Viele Piloten fliegen nach ihrer Dienstzeit im Lufthansa- oder Germanwings-Cockpit für andere, zum Beispiel arabische Fluglinien weiter. Das sind Möglichkeiten, von denen andere träumen.

Das stimmt. Es gibt vereinzelt Kollegen, die nach ihrer aktiven Karriere nach Lufthansa weitere Angebote annehmen. Das ist aber nicht Sinn und Zweck der Übergangsversorgung. Es geht um das Gros der Kollegen, das sagt, ich kann und möchte das nicht mehr. Diesen Kollegen muss die Möglichkeit des Ausscheidens gegeben werden. Der Knackpunkt bei der Geschichte für uns liegt darin, dass Lufthansa für die neuen Kollegen diese Möglichkeit, wie auch immer man sie ausformuliert, komplett gestrichen werden soll. Eine Spaltung des Personals akzeptieren wir nicht.  
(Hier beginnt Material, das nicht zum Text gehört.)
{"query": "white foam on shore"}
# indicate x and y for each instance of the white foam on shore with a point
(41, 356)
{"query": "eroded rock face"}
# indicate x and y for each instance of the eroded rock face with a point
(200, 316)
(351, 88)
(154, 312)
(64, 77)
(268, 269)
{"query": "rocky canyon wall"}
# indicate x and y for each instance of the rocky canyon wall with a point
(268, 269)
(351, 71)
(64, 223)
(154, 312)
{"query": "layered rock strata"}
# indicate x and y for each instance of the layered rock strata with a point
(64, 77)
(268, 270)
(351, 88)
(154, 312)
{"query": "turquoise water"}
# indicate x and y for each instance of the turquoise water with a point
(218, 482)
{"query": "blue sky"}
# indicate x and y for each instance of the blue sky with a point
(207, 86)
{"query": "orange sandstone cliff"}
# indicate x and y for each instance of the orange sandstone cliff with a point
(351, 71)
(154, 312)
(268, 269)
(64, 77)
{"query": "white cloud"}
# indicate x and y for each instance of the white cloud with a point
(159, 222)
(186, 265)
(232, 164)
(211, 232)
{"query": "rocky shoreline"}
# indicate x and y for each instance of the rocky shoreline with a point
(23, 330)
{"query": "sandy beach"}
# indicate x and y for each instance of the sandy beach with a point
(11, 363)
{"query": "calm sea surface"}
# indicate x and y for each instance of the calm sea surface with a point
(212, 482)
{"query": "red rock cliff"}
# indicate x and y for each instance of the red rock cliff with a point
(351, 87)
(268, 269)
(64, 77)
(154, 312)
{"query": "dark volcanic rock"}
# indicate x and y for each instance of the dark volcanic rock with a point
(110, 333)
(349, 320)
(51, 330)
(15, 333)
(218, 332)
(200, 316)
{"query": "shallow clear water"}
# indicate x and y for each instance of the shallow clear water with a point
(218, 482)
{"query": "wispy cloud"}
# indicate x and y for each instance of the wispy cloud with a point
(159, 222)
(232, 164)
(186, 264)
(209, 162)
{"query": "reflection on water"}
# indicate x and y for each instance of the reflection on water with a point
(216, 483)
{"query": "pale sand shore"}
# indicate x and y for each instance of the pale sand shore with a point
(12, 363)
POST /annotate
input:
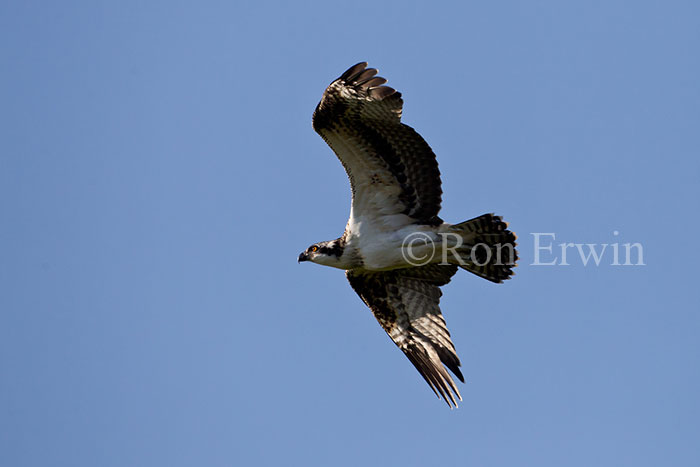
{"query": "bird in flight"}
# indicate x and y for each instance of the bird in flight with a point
(396, 251)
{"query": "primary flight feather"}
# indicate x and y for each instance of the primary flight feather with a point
(396, 195)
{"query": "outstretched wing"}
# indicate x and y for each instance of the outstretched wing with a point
(392, 170)
(406, 304)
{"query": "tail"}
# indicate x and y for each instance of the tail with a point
(487, 248)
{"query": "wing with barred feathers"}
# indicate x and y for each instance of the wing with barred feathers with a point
(406, 304)
(392, 170)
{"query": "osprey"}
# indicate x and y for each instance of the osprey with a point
(396, 251)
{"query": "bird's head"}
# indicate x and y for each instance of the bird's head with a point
(326, 253)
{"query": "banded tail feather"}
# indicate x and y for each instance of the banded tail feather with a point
(487, 248)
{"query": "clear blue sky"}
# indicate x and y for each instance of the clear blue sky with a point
(159, 176)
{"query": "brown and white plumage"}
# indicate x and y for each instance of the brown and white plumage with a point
(396, 193)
Lufthansa-Chef Carsten Spohr will nicht nur den Konzerngewinn maximieren. Er will Lufthansa fit für den harten Wettbewerb machen und Arbeitsplätze für die Zukunft sichern. Gibt es Punkte, bei denen Sie ihn unterstützen?

Natürlich sehen wir, dass Lufthansa in einer anspruchsvollen wirtschaftlichen Lage steckt. Aber man muss wissen, dass die Übergangsversorgung - und darum geht es - für den Konzern quasi kostenneutral ist. Da gehen Kapitäne mit relativ hohem Gehalt in die Übergangsversorgung und Kollegen rutschen nach, die deutlich weniger verdienen. Insofern sind die Kosten für Lufthansa nicht hoch. Wir haben sogar eine Kostendeckelung angeboten, weil Lufthansa sagt, es wird immer teurer. Und trotzdem bewegt sich Lufthansa hier - so wie bei 14 anderen Punkten - nicht. Da stellt sich die Frage, warum Lufthansa hier mauert.
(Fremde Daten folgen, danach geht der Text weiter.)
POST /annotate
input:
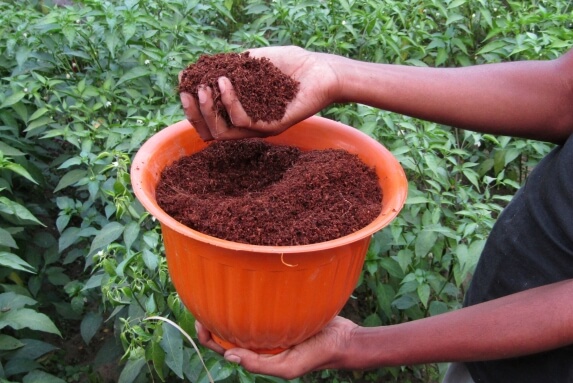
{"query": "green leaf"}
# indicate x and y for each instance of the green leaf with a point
(90, 326)
(456, 3)
(10, 151)
(12, 301)
(19, 169)
(38, 376)
(157, 356)
(15, 262)
(172, 344)
(130, 233)
(424, 242)
(28, 318)
(453, 18)
(424, 293)
(134, 73)
(12, 99)
(385, 294)
(18, 211)
(107, 235)
(492, 46)
(70, 178)
(9, 343)
(131, 370)
(6, 239)
(68, 238)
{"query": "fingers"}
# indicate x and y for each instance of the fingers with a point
(202, 114)
(275, 365)
(229, 98)
(193, 114)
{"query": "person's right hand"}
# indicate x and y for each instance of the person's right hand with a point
(319, 87)
(327, 349)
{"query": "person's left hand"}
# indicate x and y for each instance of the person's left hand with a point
(327, 349)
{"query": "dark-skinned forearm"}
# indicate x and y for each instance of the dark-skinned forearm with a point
(532, 99)
(528, 322)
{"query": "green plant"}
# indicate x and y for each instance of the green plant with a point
(83, 86)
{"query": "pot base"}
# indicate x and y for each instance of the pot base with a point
(228, 345)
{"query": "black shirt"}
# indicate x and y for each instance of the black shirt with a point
(530, 245)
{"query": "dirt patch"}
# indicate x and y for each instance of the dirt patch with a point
(264, 91)
(251, 191)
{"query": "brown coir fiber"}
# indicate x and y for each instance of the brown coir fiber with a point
(263, 90)
(251, 191)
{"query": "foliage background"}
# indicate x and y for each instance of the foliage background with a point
(84, 85)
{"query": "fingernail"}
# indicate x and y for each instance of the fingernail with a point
(222, 85)
(185, 100)
(202, 96)
(233, 359)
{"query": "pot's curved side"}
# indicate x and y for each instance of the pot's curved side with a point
(265, 302)
(265, 298)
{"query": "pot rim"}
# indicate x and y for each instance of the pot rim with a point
(173, 131)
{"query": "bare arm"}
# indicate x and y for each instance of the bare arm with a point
(528, 322)
(531, 99)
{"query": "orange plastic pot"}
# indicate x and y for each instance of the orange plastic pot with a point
(265, 298)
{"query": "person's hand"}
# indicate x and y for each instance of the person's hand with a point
(319, 86)
(324, 350)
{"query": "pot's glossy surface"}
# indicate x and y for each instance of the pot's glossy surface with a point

Ihre Meinung? Warum beißt man sich hier fest?

Ich kann wirklich nur spekulieren. Da mag es um eine Machtdemonstration des Managements gehen. Vielleicht will man auch etwas in Richtung Tarifeinheit erreichen, um den unbequemen Gesprächspartner loszuwerden.

Für die Übergangsversorgung wird eine Milliarde Euro vorgehalten. Das heißt, werden diese Rückstellungen aufgelöst, wäre das für den Konzern mehr als nur ein warmer Geldregen.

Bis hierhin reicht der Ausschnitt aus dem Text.